Considérant cet album plus fondamental encore que ne l’est Never Mind The Bollocks (on fera au passage mention, que le diablotin John Lydon avait chroniqué la ballade « Cheree » dans le cadre de l’édition du 22 juillet 1977 du NME), Peñas y Robles se fait une joie tout au long des 89 pages allouées de mettre en perspective tour à tour : sa reconnaissance tardive, sa postérité, sa réalité sociétale, l’irrécupérabilité mercantile, cette sidérante jonction musicale entre le sobre krautrock et le gambillant Elvis (à tout du moins un « Elvis minimal »), la dimension plastique de l’œuvre, etc… Effectivement, si un 33 tours se prête tout particulièrement à un décorticage théorique, c’est bien Suicide par Suicide.

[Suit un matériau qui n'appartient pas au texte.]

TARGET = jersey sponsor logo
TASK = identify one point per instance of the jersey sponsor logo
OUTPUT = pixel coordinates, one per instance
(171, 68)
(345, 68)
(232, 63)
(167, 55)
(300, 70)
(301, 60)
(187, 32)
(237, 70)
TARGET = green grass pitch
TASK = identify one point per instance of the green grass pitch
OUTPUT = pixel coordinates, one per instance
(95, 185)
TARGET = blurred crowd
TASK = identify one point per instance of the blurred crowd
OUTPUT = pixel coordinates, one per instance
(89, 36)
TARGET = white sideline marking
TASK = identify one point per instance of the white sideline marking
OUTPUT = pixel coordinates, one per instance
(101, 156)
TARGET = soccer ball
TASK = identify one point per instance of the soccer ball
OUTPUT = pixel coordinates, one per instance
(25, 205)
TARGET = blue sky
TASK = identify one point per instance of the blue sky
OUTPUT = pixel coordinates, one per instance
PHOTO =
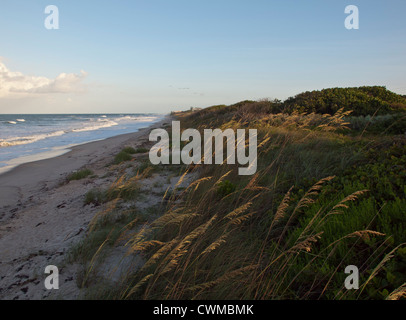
(158, 56)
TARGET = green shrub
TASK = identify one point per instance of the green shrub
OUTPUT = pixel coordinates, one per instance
(225, 188)
(79, 174)
(129, 150)
(121, 157)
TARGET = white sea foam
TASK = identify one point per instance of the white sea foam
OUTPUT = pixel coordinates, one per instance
(106, 124)
(28, 139)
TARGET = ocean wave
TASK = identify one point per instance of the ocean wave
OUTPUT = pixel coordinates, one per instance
(94, 124)
(29, 139)
(105, 124)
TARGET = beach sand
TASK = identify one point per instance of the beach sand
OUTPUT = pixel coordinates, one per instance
(41, 215)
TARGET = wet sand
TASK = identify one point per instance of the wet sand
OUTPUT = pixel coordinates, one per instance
(41, 214)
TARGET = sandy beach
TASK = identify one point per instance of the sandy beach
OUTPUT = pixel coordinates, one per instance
(42, 214)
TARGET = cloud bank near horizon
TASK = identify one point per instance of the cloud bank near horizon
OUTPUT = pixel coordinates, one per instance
(15, 84)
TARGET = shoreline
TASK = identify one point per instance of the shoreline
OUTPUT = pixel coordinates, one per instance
(37, 171)
(59, 151)
(42, 214)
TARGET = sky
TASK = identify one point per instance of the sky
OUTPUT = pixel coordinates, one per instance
(130, 56)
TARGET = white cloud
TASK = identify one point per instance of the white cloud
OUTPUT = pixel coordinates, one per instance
(15, 83)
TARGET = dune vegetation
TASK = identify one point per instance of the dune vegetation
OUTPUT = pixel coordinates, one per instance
(329, 191)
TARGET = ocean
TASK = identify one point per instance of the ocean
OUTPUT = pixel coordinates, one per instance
(30, 137)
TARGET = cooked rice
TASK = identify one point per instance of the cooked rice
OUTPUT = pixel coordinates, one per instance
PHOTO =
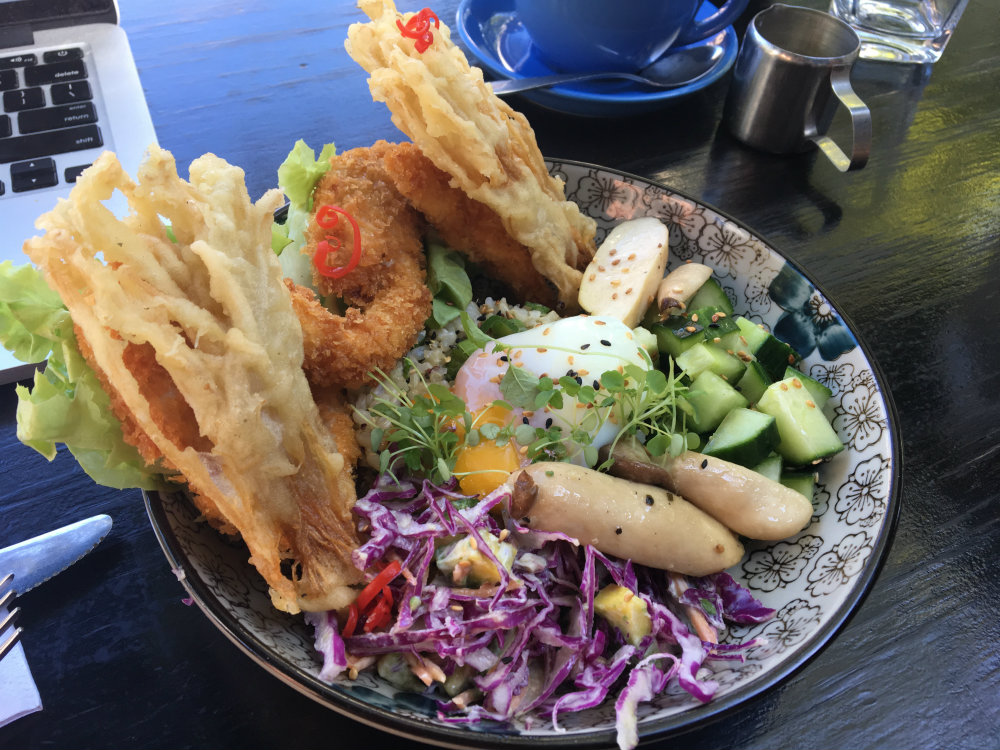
(428, 362)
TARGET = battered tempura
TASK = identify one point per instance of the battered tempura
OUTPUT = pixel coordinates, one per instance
(386, 295)
(488, 149)
(467, 225)
(199, 346)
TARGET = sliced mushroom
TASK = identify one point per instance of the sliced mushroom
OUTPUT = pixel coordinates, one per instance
(634, 521)
(745, 501)
(621, 280)
(679, 286)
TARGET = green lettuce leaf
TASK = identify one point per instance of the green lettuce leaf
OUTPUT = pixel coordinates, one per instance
(66, 403)
(297, 176)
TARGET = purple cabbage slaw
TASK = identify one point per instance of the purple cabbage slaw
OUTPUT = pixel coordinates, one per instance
(534, 641)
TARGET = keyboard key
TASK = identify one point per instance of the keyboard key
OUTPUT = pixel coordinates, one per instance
(18, 61)
(59, 55)
(15, 101)
(32, 175)
(53, 118)
(39, 75)
(71, 173)
(52, 142)
(73, 91)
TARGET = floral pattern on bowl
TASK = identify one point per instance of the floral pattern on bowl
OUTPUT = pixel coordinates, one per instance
(813, 580)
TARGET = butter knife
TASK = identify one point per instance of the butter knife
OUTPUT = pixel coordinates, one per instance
(36, 560)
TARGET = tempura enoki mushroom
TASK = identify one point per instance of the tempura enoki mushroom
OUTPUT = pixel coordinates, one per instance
(208, 311)
(487, 148)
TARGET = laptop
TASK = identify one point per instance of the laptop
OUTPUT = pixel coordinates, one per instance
(69, 89)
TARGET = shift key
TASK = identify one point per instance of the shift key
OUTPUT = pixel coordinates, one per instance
(53, 142)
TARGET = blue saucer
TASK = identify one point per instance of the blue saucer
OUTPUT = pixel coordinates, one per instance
(494, 34)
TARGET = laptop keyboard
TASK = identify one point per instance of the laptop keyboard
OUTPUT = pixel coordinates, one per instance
(47, 109)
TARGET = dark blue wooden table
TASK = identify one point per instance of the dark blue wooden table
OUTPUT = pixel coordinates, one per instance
(909, 248)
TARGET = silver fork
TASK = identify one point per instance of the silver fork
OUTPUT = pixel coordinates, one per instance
(7, 640)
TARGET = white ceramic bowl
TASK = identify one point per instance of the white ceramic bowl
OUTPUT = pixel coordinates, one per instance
(813, 581)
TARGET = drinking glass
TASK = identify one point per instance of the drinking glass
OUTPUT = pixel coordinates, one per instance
(909, 31)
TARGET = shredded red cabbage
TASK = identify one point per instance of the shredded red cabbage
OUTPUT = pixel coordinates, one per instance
(533, 640)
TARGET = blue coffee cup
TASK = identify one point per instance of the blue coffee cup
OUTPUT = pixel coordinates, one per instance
(621, 35)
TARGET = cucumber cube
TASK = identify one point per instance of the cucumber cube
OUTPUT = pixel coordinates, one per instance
(754, 382)
(805, 433)
(770, 467)
(744, 437)
(773, 354)
(711, 398)
(701, 357)
(674, 338)
(754, 334)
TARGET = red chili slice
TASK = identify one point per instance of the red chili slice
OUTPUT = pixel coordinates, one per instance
(352, 621)
(418, 28)
(378, 583)
(326, 217)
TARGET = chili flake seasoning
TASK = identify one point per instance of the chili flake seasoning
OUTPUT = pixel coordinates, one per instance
(326, 217)
(419, 29)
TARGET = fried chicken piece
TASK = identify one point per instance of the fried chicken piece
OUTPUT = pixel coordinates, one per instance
(488, 149)
(466, 225)
(387, 293)
(196, 340)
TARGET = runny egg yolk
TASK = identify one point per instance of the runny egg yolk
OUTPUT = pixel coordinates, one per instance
(483, 467)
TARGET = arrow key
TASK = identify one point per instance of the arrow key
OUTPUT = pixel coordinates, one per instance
(33, 174)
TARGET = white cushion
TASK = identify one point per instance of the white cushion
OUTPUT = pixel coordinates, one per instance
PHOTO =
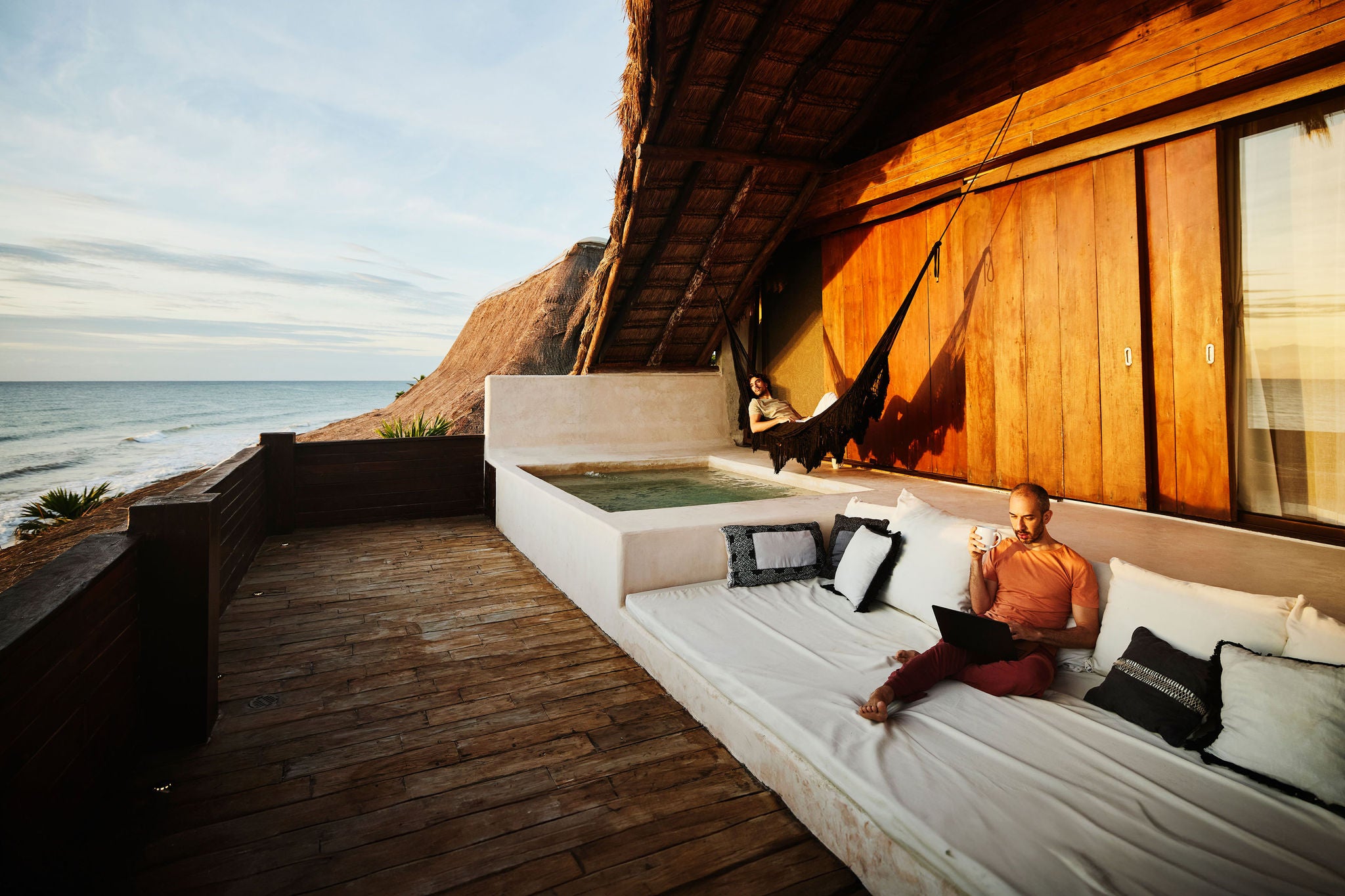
(776, 550)
(1188, 616)
(934, 566)
(1314, 636)
(1283, 719)
(860, 563)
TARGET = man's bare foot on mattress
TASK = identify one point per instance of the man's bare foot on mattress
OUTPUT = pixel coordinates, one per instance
(877, 707)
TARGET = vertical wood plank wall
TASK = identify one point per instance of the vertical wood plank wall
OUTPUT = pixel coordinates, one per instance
(1185, 273)
(1011, 366)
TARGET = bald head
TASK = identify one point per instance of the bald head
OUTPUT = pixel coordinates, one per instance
(1033, 492)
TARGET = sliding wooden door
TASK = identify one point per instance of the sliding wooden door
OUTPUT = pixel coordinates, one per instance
(1055, 359)
(1024, 359)
(1187, 300)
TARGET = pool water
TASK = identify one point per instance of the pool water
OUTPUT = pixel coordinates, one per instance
(663, 488)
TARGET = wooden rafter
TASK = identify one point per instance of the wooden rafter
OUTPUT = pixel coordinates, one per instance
(655, 152)
(762, 34)
(703, 268)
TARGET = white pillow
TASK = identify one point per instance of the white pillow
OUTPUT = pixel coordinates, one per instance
(934, 565)
(1283, 719)
(1188, 616)
(1314, 636)
(860, 565)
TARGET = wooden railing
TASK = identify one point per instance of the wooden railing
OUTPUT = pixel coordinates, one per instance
(70, 644)
(114, 644)
(365, 481)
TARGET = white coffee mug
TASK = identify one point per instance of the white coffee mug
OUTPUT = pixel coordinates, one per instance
(990, 536)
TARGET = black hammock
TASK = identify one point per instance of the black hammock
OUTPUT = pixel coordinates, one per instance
(827, 433)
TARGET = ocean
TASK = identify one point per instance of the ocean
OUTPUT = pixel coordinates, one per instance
(131, 435)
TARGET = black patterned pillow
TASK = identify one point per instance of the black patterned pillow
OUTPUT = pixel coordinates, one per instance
(841, 534)
(767, 554)
(1157, 687)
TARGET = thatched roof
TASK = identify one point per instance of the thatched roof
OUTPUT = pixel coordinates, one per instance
(531, 327)
(732, 112)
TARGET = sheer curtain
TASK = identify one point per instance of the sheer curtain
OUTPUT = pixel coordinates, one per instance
(1290, 313)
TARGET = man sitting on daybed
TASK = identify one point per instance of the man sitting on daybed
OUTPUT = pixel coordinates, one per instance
(1030, 582)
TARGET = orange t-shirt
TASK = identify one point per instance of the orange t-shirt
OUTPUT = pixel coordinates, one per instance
(1038, 587)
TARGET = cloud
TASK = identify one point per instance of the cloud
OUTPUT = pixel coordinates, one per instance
(335, 175)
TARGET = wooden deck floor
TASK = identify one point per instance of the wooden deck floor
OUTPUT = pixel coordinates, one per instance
(449, 720)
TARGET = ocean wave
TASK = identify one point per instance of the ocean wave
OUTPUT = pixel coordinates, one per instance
(35, 468)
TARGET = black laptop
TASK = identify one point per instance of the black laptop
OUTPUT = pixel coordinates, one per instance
(986, 640)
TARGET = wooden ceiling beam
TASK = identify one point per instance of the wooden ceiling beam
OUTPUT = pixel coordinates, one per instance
(759, 265)
(762, 33)
(690, 62)
(655, 152)
(813, 65)
(798, 85)
(703, 268)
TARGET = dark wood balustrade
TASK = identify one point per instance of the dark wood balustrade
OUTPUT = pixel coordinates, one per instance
(114, 645)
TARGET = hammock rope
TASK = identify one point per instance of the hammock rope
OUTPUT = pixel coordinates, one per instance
(831, 430)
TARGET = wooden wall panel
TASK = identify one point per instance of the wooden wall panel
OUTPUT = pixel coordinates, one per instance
(1042, 313)
(902, 437)
(998, 373)
(834, 255)
(1080, 399)
(971, 247)
(1119, 328)
(1003, 276)
(1187, 288)
(1161, 326)
(1156, 58)
(948, 317)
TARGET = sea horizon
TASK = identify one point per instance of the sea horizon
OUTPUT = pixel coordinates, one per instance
(79, 433)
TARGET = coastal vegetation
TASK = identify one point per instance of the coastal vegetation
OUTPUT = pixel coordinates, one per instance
(409, 386)
(396, 427)
(58, 507)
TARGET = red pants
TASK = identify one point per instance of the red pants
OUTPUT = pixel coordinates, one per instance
(1026, 677)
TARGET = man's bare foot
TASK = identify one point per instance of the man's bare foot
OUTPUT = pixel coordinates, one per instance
(877, 707)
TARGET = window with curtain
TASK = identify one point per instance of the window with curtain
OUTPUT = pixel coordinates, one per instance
(1290, 184)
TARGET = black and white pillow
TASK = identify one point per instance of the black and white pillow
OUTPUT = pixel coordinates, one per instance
(843, 532)
(767, 554)
(866, 566)
(1157, 687)
(1281, 721)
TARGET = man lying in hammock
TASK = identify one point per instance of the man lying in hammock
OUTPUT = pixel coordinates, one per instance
(766, 412)
(1030, 582)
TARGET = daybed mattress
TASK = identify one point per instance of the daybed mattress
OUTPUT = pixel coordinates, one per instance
(997, 794)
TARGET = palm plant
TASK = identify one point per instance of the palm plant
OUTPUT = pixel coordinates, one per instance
(60, 505)
(399, 429)
(409, 385)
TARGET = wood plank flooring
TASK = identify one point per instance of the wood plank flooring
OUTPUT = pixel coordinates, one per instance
(447, 720)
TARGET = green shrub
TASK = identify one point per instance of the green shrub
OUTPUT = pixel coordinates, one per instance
(60, 505)
(409, 386)
(399, 429)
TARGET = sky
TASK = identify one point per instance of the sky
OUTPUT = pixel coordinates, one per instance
(288, 190)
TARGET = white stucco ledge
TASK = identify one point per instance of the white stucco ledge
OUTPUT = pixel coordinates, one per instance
(658, 419)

Cet exercice de style contient par ailleurs des infos de première main, une analyse de la pochette noire et rouge ainsi qu’une minutieuse étude des sept plages composant l’opus (avec leurs paroles retranscrites, et dans l’ordre des deux faces). Dont évidemment l’emblématique et immarcescible electropunk « Ghost Rider », en hommage au fameux Motard Fantôme de chez Marvel Comics. Bref, un travail de passionné, hautement recommandable car érudit, lucide et précieux. Le genre de livre que l’on lit lentement, afin de ne laisser passer aucune idée ni pirouette stylistique. Supposant que les autres références formant cette collection Discogonie (The No Comprendo des Rita, Violator des Depeche, Pornography de Cure, ou encore Melody Nelson de Serge…) sont d’une identique trempe, je vous les recommande eux-aussi sans souci, et sans même les avoir lus !!!